The Famished Road | Ben Okri


Ben Okri’s The Famished Road (1991), winner of the Booker Prize, is a veritable treat for lovers of fantasy and magical realism. It reveals fantastic leaps of imagination, dazzles in its descriptions of a spirit world, and grounds itself firmly in the real world, all in epic proportions. It pleasantly put me in the mind of fireplace stories of yore told by enchanting grandmothers to enraptured and wide-eyed grandchildren.

The Famished Road tells the story of Azaro, a spirit child (abiku) who chooses to live in the world of humans in an African country, presumably Nigeria, which is on the verge of independence and modernization. His life is a series of encounters with his spirit companions who wish to bring him back to the spirit world, but who fail nonetheless. He chooses the human world despite the suffering of his human parents, who face biting poverty and hunger. He stays simply out of love for his parents and the love they have for him against all odds. The book can therefore be seen, at a basic level, as a triumph of love and familial ties.

Ben Okri’s vivid, brisk and riveting narration and wonderful descriptions are something to behold. He possesses an incredible ability in using words to bring out scenes, many of which are chaotic, in a picturesque and clear way. He manages quite the feat in narrating the story convincingly in the voice of a child, which is something the reader has to accept and understand early on; otherwise one may be put off by what may appear to be simplistic writing. Indeed, the writing reminded me of the way we used to write compositions back in Primary school: full of short sentences, dramatic, fast paced, and simple.

Azaro’s life, in which he comes and goes, alternating between the real world and the spirit world, is used in the story as a metaphor of life through both everyday and epic periods of time. The story is cyclic: events appear to be repeated over and over. Strange beings, such as seven-headed spirits and three-eyed midgets, keep trying to take Azaro back to his spirit companions. His father keeps hosting feasts even though he cannot really afford it, and keeps fighting in boxing matches even though he gets wounded badly. Hunger, poverty, greed, corruption, and political violence keep recurring as themes. Recurrence thus becomes an attempt to characterize life itself—that what has been will always be, that there really are no beginnings and no endings, and that choosing a difficult path in the face of easier ones may be the only way to discover one’s purpose in life.

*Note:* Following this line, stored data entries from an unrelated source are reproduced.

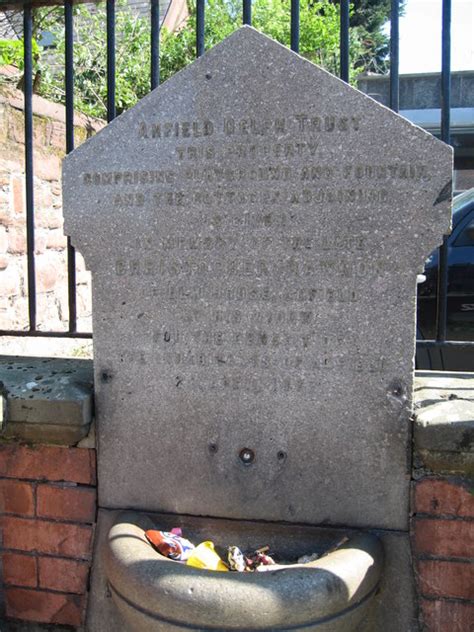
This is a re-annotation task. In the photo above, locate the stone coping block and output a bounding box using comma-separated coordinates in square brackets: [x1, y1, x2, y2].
[0, 74, 104, 133]
[413, 371, 474, 475]
[0, 356, 93, 446]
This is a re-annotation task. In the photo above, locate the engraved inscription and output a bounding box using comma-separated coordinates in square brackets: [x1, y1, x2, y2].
[82, 115, 433, 394]
[136, 114, 362, 140]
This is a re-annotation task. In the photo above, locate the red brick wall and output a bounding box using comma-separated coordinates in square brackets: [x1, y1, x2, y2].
[0, 444, 97, 627]
[411, 477, 474, 632]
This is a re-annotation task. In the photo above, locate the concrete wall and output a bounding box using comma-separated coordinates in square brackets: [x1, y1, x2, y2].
[357, 71, 474, 110]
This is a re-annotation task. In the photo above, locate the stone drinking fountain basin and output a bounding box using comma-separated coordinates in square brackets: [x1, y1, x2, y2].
[104, 511, 384, 631]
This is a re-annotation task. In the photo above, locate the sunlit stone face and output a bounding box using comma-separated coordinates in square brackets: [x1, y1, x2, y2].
[63, 27, 452, 529]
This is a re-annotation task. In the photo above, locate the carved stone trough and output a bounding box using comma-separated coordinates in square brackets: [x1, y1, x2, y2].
[105, 512, 383, 631]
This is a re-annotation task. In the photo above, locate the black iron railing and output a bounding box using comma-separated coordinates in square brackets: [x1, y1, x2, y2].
[0, 0, 472, 362]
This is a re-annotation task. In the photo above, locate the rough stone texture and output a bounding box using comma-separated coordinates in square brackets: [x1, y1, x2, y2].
[63, 27, 452, 530]
[0, 355, 93, 445]
[0, 78, 94, 333]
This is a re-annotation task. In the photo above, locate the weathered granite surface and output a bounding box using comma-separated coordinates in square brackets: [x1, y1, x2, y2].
[63, 27, 452, 529]
[0, 356, 93, 445]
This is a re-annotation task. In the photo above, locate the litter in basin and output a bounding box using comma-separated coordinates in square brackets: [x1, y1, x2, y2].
[144, 528, 349, 572]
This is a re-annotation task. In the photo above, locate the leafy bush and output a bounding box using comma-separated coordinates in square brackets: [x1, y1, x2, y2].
[7, 0, 373, 119]
[0, 37, 39, 69]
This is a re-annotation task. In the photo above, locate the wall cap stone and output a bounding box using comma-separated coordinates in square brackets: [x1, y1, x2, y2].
[413, 371, 474, 475]
[0, 72, 105, 132]
[0, 355, 93, 446]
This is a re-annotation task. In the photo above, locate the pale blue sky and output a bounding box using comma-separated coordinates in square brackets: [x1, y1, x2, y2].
[398, 0, 474, 73]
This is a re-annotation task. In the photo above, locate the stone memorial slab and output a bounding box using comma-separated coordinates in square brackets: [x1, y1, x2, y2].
[63, 27, 452, 530]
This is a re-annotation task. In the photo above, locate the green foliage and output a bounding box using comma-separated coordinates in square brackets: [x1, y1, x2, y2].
[330, 0, 406, 72]
[35, 0, 373, 119]
[39, 2, 153, 117]
[162, 0, 364, 83]
[0, 38, 39, 69]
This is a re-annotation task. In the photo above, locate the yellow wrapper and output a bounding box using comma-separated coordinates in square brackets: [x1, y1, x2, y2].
[186, 541, 229, 572]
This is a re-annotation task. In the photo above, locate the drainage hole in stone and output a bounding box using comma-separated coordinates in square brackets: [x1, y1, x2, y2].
[239, 448, 255, 465]
[389, 382, 405, 398]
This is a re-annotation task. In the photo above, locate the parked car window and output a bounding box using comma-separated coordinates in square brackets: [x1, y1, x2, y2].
[453, 217, 474, 247]
[416, 187, 474, 371]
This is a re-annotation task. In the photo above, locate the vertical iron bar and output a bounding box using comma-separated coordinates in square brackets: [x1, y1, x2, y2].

Some may nevertheless find the cyclic nature of the story a little jading and exasperating, as I did, especially considering the length of the book (over 500 pages), and that the ‘method in the madness’ reveals itself only towards the end. The book’s firm grounding in African cultures and beliefs is a plus for Africanists. Polemics encompassed in the story against colonialism, poverty, inequality, and political violence make it covertly political.

A deeply conscientious story, The Famished Road reveals paradoxes as an essence of life—that easy decisions are not really easy when weighed against one’s conscience. It starkly presents the wish for a better life by characters who are nevertheless firmly stuck in a difficult cycle of existence.

I enjoyed reading this book, surrendering myself to a child’s voice and narration replete with photographic, dramatic and vivid descriptions as well as funny exaggerations that can only come from a child’s story.